France

Après des dizaines de grèves, les compagnies redoutent un "cauchemar" pendant l'été

© Pixabay - Les nombreuses annulations dues aux grèves inquiètent les compagnies aériennes.

Alors que le trafic aérien retrouve une demande presque aussi forte qu’avant la pandémie de Covid-19, les nombreuses annulations dues aux grèves inquiètent les compagnies aériennes.

On vit un cauchemar.” Les grèves continuent de bloquer une partie du trafic aérien français, avec près de 20 % de vols annulés en 34 jours de grève, “soit un jour sur trois depuis le 1er janvier 2023, 3.000 vols annulés par anticipation à la demande de l'État à Orly et 500 vols annulés à chaud”, explique Alain Battisti, président de Chalair Aviation, aux Échos.

Une situation qui inquiète les compagnies aériennes, à l’approche de la saison estivale, alors que la demande se fait de plus en plus grande. En février dernier, selon les derniers chiffres, le trafic aérien global en France était revenu à 94 % du niveau atteint avant la pandémie de Covid et tout porte à croire que l'on sera à 100 % cet été. Mais les grèves pourraient bien les couper dans leur élan.

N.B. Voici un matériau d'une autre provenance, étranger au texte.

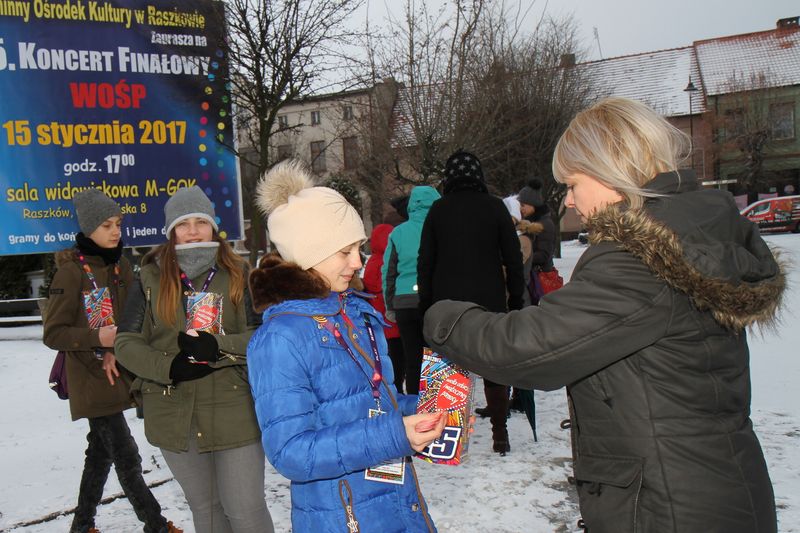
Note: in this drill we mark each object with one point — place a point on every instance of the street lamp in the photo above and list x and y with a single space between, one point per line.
690 88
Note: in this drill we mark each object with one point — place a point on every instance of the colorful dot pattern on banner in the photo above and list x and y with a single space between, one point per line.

17 % des vols en retard depuis janvier

En prévision, les compagnies demandent que des dispositions permettant d'informer en avance les passagers en cas de grève soient mises en place. Depuis le mois de janvier, plus de 17 % des vols ont été en retard à cause de l'organisation des contrôleurs aériens qui se mettent en grève, soit près d’un vol sur cinq. Quant à l’annulation des vols, certains ont dû être annulés préventivement pour rien, les menaces de grève n’ayant finalement pas été exécutées.

Afin de débloquer la situation, la Fédération nationale de l'aviation et de ses métiers (FNAM) a réussi à négocier le maintien du départ à la retraite à 60 ans pour les pilotes et 59 ans pour les contrôleurs aériens. “Des discussions ont encore lieu avec l'État sur les conséquences du passage de 62 à 64 ans de l'âge à la retraite”, a déclaré la FNAM à nos confrères.

Le syndicat demande cependant à l’État de ne pas plus taxer les transports aériens, une hausse moyenne des tarifs de 15 % étant déjà observée depuis 2017, et rappelle que le domaine contribue positivement au budget de l'État pour 3,8 milliards d'euros et finance lui-même ses aéroports et ses infrastructures.